Podcast

Sunday, September 16, 2012

Beginning Tomorrow: Truly Terrible Movies Week…

Recently, we’ve a long run of really-low-quality Hollywood blockbusters, but at the same time we’ve had a rising culture of movie-reviewer intimidation, coming from three directions:
  • From studios, who have always tried but are now succeeding more than ever.
  • From entertainment editors, who are afraid that if the reviewer pisses anybody off that the paper will just cut the section altogether
  • And, most disturbingly, from fanatic trolls who have started mass-emailing death threats to any reviewer who lowers the Rotten Tomatoes ranking of their favorite movies. 
As a result, even artless sludge like The Hunger Games adaptation and Dark Knight Rises get sky-high rankings on Rotten Tomatoes, just because they aren’t terrible. 
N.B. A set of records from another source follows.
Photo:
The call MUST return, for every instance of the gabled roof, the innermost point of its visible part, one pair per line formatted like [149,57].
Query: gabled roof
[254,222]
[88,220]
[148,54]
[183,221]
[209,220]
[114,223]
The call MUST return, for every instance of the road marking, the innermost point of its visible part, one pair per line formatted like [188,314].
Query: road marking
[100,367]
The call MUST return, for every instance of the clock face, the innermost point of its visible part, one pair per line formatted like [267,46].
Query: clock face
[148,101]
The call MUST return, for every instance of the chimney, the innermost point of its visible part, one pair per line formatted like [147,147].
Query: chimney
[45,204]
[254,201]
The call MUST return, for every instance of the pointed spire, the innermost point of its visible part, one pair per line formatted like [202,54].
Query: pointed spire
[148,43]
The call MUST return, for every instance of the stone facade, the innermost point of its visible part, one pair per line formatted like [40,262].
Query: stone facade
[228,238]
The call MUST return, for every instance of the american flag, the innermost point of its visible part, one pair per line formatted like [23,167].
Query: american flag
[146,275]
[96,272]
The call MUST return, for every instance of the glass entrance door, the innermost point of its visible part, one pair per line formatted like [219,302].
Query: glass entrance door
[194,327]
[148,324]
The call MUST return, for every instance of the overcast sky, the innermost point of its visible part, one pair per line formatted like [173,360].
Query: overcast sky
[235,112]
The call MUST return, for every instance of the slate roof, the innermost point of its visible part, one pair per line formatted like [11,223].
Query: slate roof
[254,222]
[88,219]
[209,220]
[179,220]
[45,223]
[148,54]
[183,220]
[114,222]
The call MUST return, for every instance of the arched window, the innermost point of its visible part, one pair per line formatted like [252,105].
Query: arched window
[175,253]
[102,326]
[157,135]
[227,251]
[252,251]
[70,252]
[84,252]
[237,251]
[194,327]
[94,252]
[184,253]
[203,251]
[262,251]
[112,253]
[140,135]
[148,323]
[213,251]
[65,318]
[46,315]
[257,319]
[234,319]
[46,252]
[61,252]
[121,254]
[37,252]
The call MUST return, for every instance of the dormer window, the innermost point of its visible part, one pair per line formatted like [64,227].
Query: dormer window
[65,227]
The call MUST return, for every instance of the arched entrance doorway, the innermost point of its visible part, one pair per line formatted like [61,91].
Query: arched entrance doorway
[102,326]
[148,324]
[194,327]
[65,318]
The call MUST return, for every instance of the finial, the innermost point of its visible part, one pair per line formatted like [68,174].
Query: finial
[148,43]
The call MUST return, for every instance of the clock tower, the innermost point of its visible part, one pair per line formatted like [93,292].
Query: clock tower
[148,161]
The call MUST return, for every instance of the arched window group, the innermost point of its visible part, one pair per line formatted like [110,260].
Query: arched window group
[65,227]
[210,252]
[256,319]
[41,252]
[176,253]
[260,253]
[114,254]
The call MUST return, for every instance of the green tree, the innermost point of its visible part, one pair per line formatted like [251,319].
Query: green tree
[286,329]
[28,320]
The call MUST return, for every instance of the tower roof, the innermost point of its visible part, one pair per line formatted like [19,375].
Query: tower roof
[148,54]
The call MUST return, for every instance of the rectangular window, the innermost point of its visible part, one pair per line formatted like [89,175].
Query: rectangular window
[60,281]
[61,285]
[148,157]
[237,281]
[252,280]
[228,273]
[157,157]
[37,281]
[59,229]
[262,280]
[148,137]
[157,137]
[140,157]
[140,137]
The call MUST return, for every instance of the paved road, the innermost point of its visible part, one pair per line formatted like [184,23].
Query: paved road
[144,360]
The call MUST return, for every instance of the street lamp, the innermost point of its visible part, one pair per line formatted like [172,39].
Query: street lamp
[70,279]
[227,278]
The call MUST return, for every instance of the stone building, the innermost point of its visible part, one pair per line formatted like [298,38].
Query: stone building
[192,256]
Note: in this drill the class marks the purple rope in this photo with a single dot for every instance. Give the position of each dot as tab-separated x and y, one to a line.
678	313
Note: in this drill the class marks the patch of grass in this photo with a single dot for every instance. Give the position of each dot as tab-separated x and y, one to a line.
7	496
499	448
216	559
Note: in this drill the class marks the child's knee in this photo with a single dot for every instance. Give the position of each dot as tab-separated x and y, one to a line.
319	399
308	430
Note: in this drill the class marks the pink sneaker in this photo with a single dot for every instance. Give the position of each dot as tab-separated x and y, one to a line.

So all this begs the question: Just how bad does a blockbuster have to be to get savaged by the critics these days?  You need to make a movie that fails on absolutely every level, that’s physically painful to sit through...You need to make John Carter and Green Lantern. 

I rented these movies this summer and watched each of them with my jaw on the floor.  I realized that I had discovered two timeless masterpieces of awfulness.  Since they both failed in similar ways, I’m going to spend this week drawing lessons on what not to do from this gruesome twosome. 

(Quick note: fans of movies like these tend to attack critics from two sides, either saying, “Your can’t criticize it if you haven’t read the books!” or, “You’re only criticizing it because you won’t accept that it’s not exactly like the book!”  So allow me to say that I have read and enjoyed the source material for both movies, but I’m only a casual fan in both cases.)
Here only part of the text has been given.